Hi, everyone. Can anybody come up with a good English translation of this term? I know it's Sunday, but I'm not getting too much response so far today for the questions I've been asking. Let's hope I'll have better luck with this one. 

The company in question is bidding under a Public Tender to obtain the concession for an Inflammables Terminal where it will be responsible for the loading and discharge of bulk liquid petrocehmical products and petroleum derivatives


----------



## fsabroso

Hi:

"*Stowage company*"?


----------



## forgues

Porteño said:


> Hi, everyone. Can anybody come up with a good English translation of this term? I know it's Sunday, but I'm not getting too much response so far today for the questions I've been asking. Let's hope I'll have better luck with this one.
> 
> The company in question is bidding under a Public Tender to obtain the concession for an Inflammables Terminal where it will be responsible for the loading and discharge of bulk liquid petrocehmical products and petroleum derivatives


 
*Port Terminal Operating Company ?*


----------



## Porteño

Thanks for your prompt replies.

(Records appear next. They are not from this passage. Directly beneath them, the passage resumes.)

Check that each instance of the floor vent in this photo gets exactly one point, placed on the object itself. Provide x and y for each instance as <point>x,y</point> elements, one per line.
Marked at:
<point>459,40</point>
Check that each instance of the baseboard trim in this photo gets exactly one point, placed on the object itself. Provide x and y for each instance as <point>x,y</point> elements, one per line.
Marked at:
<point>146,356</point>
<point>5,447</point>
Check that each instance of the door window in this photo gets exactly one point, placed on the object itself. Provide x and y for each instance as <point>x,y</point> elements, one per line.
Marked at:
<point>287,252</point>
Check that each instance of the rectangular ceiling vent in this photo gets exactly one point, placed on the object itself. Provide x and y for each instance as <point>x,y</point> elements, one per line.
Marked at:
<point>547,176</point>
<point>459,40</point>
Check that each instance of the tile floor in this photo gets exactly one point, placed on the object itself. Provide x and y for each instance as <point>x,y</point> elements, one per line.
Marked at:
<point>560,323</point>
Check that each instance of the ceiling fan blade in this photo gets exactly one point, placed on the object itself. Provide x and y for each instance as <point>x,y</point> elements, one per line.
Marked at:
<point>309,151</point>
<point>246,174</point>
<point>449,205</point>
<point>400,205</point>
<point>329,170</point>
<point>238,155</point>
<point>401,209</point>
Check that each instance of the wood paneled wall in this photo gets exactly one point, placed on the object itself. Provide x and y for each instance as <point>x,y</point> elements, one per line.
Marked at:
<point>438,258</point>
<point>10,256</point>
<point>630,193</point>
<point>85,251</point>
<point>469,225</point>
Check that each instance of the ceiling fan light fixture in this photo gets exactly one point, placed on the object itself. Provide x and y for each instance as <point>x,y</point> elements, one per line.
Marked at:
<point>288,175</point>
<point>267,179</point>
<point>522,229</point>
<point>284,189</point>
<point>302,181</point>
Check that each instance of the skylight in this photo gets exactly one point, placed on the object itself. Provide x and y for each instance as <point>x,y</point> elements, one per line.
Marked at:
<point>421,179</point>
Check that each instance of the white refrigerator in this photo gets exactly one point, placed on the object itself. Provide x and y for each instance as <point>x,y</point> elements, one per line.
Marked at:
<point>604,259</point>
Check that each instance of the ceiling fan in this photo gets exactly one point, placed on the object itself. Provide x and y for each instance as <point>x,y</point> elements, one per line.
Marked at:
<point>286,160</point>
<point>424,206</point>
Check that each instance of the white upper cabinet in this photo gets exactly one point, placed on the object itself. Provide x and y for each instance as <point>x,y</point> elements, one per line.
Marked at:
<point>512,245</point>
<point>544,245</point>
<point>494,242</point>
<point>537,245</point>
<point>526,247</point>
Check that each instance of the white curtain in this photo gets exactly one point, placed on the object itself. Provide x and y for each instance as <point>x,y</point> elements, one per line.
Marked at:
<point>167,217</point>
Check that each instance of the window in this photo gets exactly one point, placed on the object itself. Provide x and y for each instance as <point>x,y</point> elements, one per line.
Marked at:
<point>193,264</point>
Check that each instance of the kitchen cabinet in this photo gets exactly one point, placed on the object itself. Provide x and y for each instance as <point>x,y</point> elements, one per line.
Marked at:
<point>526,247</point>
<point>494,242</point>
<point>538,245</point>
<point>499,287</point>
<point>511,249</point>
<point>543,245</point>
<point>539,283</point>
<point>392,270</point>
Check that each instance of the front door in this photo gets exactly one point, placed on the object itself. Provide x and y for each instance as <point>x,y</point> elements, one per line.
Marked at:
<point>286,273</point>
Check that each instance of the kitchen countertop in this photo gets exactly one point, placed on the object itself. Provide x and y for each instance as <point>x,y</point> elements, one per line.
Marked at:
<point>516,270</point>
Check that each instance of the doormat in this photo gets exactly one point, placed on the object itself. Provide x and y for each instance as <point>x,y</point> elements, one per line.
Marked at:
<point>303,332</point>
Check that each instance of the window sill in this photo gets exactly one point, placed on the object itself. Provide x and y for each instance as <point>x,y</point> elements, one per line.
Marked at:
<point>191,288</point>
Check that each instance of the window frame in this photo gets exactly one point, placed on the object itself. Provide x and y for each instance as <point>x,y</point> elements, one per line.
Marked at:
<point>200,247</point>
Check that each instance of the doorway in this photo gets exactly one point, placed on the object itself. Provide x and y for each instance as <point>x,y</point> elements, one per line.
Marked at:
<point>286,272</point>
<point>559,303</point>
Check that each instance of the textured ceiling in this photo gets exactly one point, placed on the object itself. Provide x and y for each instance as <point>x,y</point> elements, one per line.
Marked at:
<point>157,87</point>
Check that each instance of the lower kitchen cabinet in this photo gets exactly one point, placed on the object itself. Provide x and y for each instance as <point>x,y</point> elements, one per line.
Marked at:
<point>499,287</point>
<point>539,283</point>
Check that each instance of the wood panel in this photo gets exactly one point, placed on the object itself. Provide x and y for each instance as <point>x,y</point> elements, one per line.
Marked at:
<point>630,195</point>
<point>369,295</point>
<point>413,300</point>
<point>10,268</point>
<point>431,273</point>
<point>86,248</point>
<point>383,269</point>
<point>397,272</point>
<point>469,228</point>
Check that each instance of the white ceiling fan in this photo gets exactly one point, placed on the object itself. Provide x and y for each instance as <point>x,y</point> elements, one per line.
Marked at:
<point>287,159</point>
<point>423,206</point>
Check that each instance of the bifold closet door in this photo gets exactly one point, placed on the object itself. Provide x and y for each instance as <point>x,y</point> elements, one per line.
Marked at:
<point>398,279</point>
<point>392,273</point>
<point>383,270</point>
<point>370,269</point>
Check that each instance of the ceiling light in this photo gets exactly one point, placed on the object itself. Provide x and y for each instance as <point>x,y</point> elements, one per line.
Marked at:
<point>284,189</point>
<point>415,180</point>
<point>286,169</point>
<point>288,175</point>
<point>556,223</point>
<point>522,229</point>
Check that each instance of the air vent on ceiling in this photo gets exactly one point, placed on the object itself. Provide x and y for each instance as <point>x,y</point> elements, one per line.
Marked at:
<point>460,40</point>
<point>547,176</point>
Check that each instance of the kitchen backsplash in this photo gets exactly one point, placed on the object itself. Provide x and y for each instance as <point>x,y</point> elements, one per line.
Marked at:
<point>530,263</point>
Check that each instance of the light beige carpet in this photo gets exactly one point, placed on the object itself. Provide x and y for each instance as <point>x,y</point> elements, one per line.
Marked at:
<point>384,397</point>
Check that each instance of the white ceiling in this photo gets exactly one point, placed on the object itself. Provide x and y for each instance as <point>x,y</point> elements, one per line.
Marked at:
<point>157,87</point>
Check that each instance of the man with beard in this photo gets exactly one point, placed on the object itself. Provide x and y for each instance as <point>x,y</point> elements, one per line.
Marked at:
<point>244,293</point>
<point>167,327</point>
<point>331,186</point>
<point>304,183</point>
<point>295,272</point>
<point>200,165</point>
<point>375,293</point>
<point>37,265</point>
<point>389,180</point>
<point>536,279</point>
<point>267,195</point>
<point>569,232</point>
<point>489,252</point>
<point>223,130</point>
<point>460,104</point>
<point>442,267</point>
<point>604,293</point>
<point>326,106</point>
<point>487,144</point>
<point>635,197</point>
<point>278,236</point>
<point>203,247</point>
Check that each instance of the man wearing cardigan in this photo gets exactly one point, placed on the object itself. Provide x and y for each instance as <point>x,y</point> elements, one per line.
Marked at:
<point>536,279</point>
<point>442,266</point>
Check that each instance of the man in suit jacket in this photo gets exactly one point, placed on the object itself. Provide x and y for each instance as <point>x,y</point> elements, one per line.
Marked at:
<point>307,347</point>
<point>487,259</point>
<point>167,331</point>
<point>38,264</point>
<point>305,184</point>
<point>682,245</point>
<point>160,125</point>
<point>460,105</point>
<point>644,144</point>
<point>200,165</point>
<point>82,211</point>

I'm toying with the idea of a 'stevedoring company', any thoughts on that?


----------



## fsabroso

it sounds good:

*stevedoring*, A firm or individual engaged in the loading and unloading of ships.

*stowage*, The placing of goods in a ship in such a way as to ensure the safety and stability of the ship not only on a sea or ocean passage but also in between ports when parts of the cargo have been loaded or discharged.


----------



## Porteño

Many thanks, fsabroso, it does seem a strange word but it fits the bill.


----------



## fsabroso

Good luck!


----------



## Porteño

Thanks, it was a 'parto dificil', to say the least, because the original Spanish was not exactly '_kosher_', so to speak, which always makes translation a bit tougher but challenging.


----------



## jalibusa

Si lo que la compañía hace es almacenaje, es una *"warehousing company"*, y parte de las tareas de lamacenaje es el trabajo de estiba.
Un detalle aparte, el nombre es "Flammables o (flammable materials) Terminal" no "*In*flammables"


----------



## jalibusa

Si lo que hace es solamente descargar y poner en el muelle, es una "Flammable materials handling company" o "Specialized Hazmats (*haz*ardous *mat*erials) handling company"


----------



## Porteño

Thanks jalibusa, but in English 'inflammable' means a fire hazard, it's a 'false friend'.


----------



## cirrus

The problem is that both flammable and inflammable are both taken to mean liable to burst into flames.  

I like the idea of hazmat handling but this doesn't get over the dock aspect.


----------